Andrej Tarkovskij e la musica / Hrsg. von Roberto Calabretto. – o. O. [Lucca]: Libreria Musicale Italiana, 2010. – VIII, 309 S.: s/w-Abb., Register
ISBN 978-88-7096-623-7 : € 30,00 (kart.)
Der von Roberto Calabretto herausgegebene und von ihm mit einem überaus informativen, 50-seitigen Vorwort versehene Band Andrej Tarkovskij e la musica lässt die Gedanken des neugierigen Lesers sicherlich zuerst in Richtung Filmmusik schweifen, ist doch Tarkovskij im deutschsprachigen Raum in erster Linie – und sicherlich nicht nur unter Cineasten – als Filmregisseur (z.B. Solaris, 1972; Stalker, 1979; Nostalghia, 1983) bekannt.
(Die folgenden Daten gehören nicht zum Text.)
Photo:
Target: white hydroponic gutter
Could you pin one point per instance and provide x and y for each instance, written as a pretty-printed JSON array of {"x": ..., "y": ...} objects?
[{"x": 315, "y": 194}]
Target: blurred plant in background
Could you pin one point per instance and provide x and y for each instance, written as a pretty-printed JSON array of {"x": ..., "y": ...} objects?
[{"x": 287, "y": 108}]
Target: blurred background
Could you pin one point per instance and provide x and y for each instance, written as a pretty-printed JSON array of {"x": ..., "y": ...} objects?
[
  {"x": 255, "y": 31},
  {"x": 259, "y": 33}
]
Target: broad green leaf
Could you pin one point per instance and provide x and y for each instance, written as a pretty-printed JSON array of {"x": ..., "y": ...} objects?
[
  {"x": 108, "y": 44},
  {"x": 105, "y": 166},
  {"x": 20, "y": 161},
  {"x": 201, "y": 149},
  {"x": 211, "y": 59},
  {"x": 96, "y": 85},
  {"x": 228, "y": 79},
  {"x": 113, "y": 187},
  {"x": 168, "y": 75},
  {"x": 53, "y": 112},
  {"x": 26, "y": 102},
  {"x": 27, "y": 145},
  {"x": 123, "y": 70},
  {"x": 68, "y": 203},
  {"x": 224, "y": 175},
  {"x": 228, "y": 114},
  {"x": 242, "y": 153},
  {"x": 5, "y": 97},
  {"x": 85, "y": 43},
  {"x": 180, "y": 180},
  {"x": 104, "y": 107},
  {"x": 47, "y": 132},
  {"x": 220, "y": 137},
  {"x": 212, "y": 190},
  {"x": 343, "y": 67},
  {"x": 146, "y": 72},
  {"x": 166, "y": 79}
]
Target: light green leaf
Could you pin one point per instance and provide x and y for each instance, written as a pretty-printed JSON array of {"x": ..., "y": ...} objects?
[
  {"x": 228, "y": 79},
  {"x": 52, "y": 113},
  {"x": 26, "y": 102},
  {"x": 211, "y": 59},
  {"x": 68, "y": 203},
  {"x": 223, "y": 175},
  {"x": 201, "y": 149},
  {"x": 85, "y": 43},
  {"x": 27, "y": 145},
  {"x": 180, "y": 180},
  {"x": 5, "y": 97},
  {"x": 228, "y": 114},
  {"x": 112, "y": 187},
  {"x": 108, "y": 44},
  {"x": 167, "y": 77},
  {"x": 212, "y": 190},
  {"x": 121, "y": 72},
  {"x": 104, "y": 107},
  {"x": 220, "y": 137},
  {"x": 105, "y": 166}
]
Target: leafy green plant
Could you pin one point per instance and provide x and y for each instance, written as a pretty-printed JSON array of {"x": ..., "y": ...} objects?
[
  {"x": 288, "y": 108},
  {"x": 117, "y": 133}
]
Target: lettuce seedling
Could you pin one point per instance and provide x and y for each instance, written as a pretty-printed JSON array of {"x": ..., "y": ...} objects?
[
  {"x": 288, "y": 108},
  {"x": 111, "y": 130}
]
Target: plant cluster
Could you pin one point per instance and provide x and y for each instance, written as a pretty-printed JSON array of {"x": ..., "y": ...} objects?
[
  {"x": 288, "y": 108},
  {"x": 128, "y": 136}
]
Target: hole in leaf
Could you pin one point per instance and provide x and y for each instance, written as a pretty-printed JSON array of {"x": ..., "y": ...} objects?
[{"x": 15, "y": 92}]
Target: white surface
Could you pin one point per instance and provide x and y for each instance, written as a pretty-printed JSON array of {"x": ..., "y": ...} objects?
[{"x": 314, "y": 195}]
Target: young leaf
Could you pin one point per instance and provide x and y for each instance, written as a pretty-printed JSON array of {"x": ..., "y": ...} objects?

Doch die vorliegende Sammlung geht dankenswerterweise über die Filmmusik im engeren Sinne hinaus und öffnet damit den Blick auf die unterschiedlichen Arbeitsgebiete und Vernetzungen Tarkovskijs. Die versammelten 14 Beiträge, denen bedauerlicherweise keine englischen Abstracts beigefügt sind, behandeln nicht nur die sorgfältig gestalteten und hinsichtlich ihrer Bild-Musik-Relation außergewöhnlich subtilen Soundtracks der Filme Tarkovskijs (es sei hier beispielsweise nur an die Kombination von Edvard Artem’evs elektronischer Komposition mit Musik von Johann Sebastian Bach in Solaris erinnert). Zahlreiche Autoren gehen auch auf Tarkovskijs eher unbekannte Tätigkeit als Opernregisseur sowie auf seine überaus detaillierten filmästhetischen Überlegungen ein (auf deutsch 1989 unter dem Titel Die versiegelte Zeit veröffentlicht), in denen der Ebene des Sounds (d. h. Musik und Geräusch sowie Sprache und Stille) eine weit über die bloß funktionalen Aspekte der Bild-Begleitung hinausreichende Position eingeräumt wird. Zudem verfolgen gleich mehrere Aufsätze die aus diesem einflussreichen filmästhetischen Denken hinausweisenden Überlegungen im Schaffen anderer Komponisten wie Luigi Nono, György Kurtág, Beat Furrer sowie Wolfgang Rihm und belegen die Bedeutung, die solche aus ursprünglich funktionalen Aspekten entstandenen Ansätze für die neue Musik haben können. Eine Übersetzung ins Deutsche ist gerade auch vor diesem Hintergrund höchst wünschenswert.